A good one for captured aircraft also is Strangers in a Strange Land. Some of the stories are a little incorrect, but the pictures are great. They also show the reclamation yards where they stored the pieces.


----------



## DerAdlerIstGelandet (Sep 3, 2005)

That would be interesting.


----------



## jrk (Sep 5, 2005)

very interesting.anything to do with aircraft is interesting to me.


----------



## DerAdlerIstGelandet (Sep 5, 2005)

Agreed. I like reading the stuff though that is more obscure like stuff like this rather than "This was the Hurricane, it had a top speed of....."


----------



## cheddar cheese (Sep 5, 2005)

Yeah obscurity is interesting. Its why I like the RA.


----------



## DerAdlerIstGelandet (Sep 5, 2005)

Agreed


----------



## HealzDevo (Nov 5, 2006)

Interesting. Any more to show us? I used to know a website with a lot of captured German equipment and it also featured some that the Allies had captured such as Me-109 in British Airforce colours. I think that was shown from memory captured in the Battle of Britain.


----------



## R-2800 (Nov 6, 2006)

I have a great book it's called strangers in a strange land by squdron/signal publications it follows the story of Allied planes from when they were shot down to when they used them in the luftwaffe or recycled them


----------



## Joe2 (Nov 9, 2006)

Its not got much to do with aircraft as a such, but the amount of pictures you see of Matilda IIs in german colours and the amount of russian tanks in Finnish colours is amazing


----------



## ndicki (Nov 14, 2006)

DerAdlerIstGelandet said:


> I just got a good book on KG-200 and it has some great pics of captured Allied aircraft in German paint schemes.
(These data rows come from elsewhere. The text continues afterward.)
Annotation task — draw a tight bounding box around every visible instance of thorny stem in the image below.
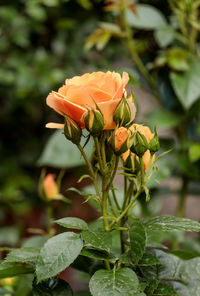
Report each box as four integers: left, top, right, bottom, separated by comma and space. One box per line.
77, 144, 95, 180
176, 176, 188, 217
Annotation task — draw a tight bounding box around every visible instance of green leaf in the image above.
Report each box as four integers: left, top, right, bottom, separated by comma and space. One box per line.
38, 131, 93, 168
189, 143, 200, 162
169, 250, 200, 260
81, 230, 112, 252
0, 287, 13, 296
36, 232, 83, 282
129, 220, 146, 264
89, 268, 142, 296
0, 261, 34, 278
143, 216, 200, 232
22, 235, 48, 248
145, 280, 160, 296
167, 48, 189, 71
81, 248, 116, 260
138, 253, 162, 266
153, 283, 178, 296
170, 59, 200, 110
54, 217, 88, 230
33, 278, 73, 296
154, 26, 174, 48
149, 110, 183, 129
126, 4, 167, 30
5, 248, 40, 263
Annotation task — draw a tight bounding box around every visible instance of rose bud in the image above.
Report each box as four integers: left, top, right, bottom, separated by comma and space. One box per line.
113, 98, 132, 126
109, 127, 129, 155
64, 116, 82, 145
43, 174, 59, 201
130, 131, 148, 157
122, 150, 140, 173
84, 108, 104, 136
149, 128, 160, 155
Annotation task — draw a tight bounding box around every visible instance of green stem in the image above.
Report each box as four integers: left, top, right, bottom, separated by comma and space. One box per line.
47, 202, 53, 236
176, 176, 188, 217
94, 137, 105, 175
111, 189, 120, 210
77, 144, 96, 180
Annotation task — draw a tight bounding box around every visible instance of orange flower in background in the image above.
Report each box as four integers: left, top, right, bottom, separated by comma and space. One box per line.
47, 71, 135, 129
121, 123, 155, 170
43, 174, 59, 200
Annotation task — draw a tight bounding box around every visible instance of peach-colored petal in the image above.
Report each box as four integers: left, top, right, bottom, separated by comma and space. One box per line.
98, 99, 120, 129
47, 92, 86, 128
113, 72, 129, 99
45, 122, 64, 129
43, 174, 59, 200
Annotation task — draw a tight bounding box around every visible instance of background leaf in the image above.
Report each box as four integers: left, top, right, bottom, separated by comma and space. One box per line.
33, 278, 73, 296
36, 232, 83, 282
6, 248, 40, 263
144, 216, 200, 232
38, 131, 93, 168
170, 59, 200, 109
54, 217, 88, 230
126, 4, 167, 30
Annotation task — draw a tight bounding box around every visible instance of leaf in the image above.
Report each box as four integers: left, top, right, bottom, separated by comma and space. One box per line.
138, 253, 162, 266
38, 131, 93, 168
129, 220, 146, 264
54, 217, 88, 230
89, 268, 142, 296
36, 232, 83, 282
0, 287, 13, 296
167, 48, 189, 71
81, 248, 116, 260
0, 261, 34, 278
22, 235, 48, 248
143, 216, 200, 232
170, 59, 200, 110
189, 143, 200, 162
126, 4, 167, 30
81, 230, 112, 252
154, 26, 175, 48
145, 280, 160, 296
153, 283, 178, 296
33, 278, 73, 296
5, 248, 40, 263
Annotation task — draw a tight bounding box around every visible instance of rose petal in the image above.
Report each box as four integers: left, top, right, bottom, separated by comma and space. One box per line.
45, 122, 64, 129
47, 92, 86, 128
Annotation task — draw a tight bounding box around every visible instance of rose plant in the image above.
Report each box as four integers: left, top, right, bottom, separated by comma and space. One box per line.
0, 72, 200, 296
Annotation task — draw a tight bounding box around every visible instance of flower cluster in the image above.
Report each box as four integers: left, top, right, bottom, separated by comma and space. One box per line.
47, 71, 159, 172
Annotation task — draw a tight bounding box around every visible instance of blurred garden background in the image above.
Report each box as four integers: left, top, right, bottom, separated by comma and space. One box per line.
0, 0, 200, 295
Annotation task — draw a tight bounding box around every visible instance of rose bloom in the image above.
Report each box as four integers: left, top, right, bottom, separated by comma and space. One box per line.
121, 123, 155, 170
46, 71, 135, 129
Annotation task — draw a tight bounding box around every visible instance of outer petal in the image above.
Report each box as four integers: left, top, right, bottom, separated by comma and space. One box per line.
47, 92, 86, 128
113, 72, 129, 99
45, 122, 64, 129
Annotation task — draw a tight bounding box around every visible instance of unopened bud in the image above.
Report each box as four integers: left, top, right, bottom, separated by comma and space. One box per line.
122, 150, 140, 174
64, 116, 82, 145
84, 109, 104, 136
43, 174, 59, 201
113, 98, 132, 126
109, 127, 129, 155
149, 128, 160, 155
130, 131, 148, 157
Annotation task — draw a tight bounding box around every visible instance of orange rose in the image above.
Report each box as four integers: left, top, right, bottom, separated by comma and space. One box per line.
121, 123, 155, 170
43, 174, 59, 200
47, 71, 135, 129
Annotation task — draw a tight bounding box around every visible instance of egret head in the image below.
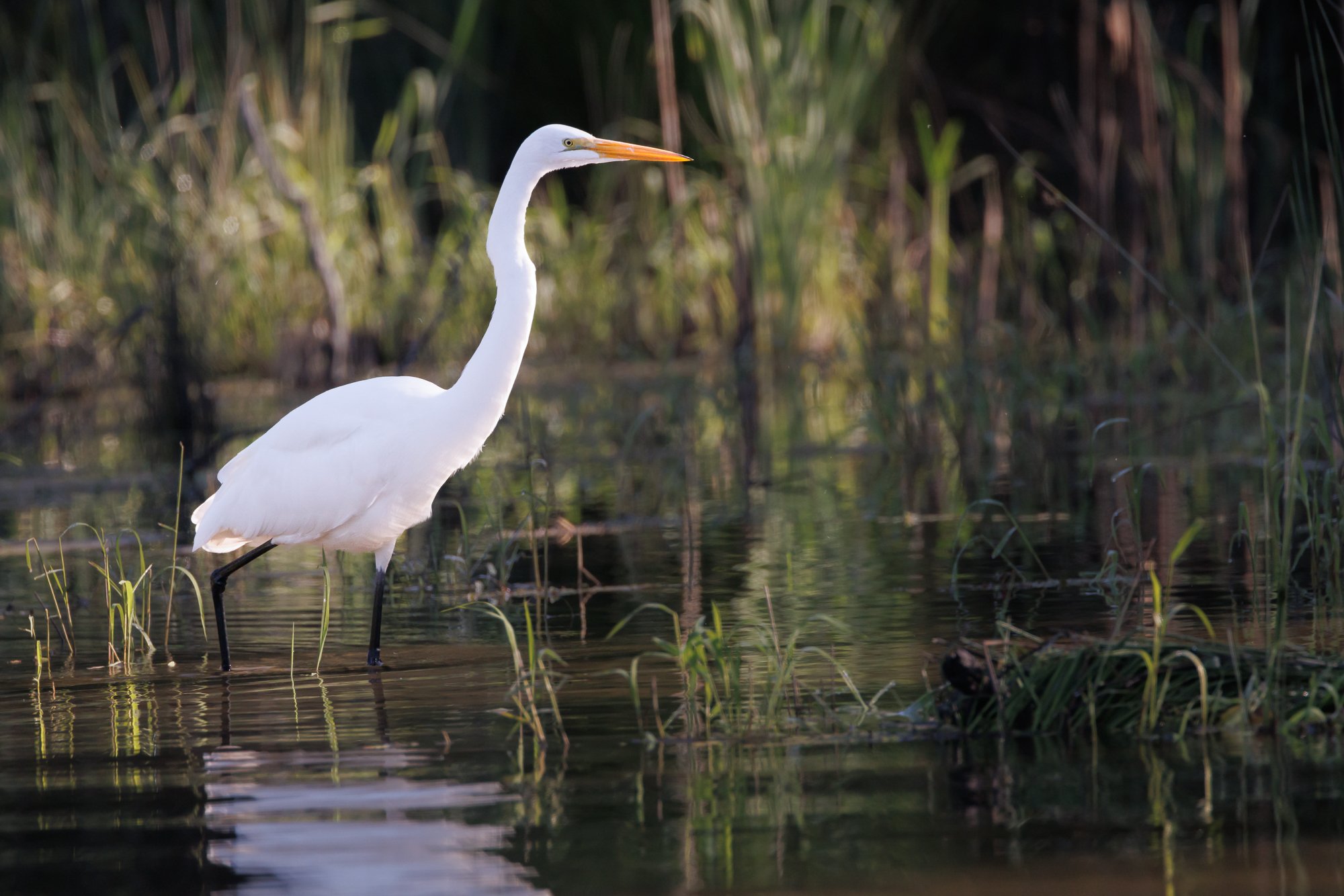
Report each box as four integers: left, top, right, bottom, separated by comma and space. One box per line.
517, 125, 691, 171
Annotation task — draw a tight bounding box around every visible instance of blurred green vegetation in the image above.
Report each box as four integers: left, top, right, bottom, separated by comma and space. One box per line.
0, 0, 1344, 484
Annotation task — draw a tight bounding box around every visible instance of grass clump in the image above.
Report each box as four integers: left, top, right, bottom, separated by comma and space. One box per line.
607, 592, 894, 740
448, 600, 570, 774
934, 626, 1344, 739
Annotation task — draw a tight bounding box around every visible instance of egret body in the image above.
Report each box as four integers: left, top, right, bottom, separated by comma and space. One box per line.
191, 125, 688, 670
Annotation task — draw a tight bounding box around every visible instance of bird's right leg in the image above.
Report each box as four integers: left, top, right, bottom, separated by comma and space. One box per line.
210, 541, 276, 672
368, 570, 387, 666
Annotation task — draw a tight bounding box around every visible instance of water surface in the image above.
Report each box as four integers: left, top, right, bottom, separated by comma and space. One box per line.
0, 377, 1344, 895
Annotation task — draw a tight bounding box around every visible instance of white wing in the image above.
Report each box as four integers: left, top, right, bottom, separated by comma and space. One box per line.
191, 376, 442, 552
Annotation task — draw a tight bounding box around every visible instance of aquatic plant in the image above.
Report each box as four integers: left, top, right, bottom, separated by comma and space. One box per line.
445, 600, 570, 774
607, 591, 895, 740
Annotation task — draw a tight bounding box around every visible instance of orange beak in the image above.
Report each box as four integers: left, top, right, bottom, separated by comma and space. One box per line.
590, 140, 691, 161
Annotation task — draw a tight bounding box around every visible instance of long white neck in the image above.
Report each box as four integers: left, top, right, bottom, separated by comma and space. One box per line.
445, 160, 543, 442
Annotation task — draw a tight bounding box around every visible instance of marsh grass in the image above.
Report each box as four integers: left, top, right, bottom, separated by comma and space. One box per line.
607, 594, 895, 742
935, 621, 1344, 739
445, 600, 570, 770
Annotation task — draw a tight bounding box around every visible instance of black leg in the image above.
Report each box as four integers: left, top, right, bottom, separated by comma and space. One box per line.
210, 541, 276, 672
368, 570, 387, 666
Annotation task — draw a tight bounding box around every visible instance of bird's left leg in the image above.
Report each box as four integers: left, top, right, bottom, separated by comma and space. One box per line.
368, 567, 387, 666
210, 541, 276, 672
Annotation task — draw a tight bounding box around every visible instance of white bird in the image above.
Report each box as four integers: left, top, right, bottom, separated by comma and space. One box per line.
191, 125, 689, 672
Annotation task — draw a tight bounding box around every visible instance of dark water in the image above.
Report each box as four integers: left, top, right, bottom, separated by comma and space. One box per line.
0, 377, 1344, 895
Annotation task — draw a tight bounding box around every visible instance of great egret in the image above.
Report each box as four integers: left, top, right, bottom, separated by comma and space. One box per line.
191, 125, 689, 672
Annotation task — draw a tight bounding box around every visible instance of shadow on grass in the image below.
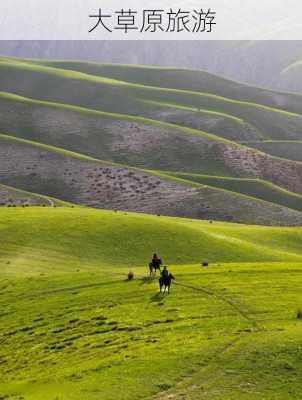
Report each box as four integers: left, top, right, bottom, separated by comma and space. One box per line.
141, 276, 156, 285
150, 292, 165, 304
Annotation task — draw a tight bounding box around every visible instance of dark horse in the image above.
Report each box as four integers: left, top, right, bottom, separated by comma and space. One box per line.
159, 273, 175, 294
149, 258, 162, 276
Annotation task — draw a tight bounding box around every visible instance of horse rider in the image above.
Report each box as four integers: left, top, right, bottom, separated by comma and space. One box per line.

Adler, if you could scan me a couple of (decent) pics of Dornier Do200s, I'd be grateful!


----------



## DerAdlerIstGelandet (Nov 14, 2006)

Sure I can scan some pics of some captured B-17s. What kind of pics are you looking for. There are plenty in this book and I dont want to scan all of them.


----------



## HealzDevo (Nov 26, 2006)

I will need to go looking to try to remember the site that some of mine came from... I can't remember. Too long ago.


----------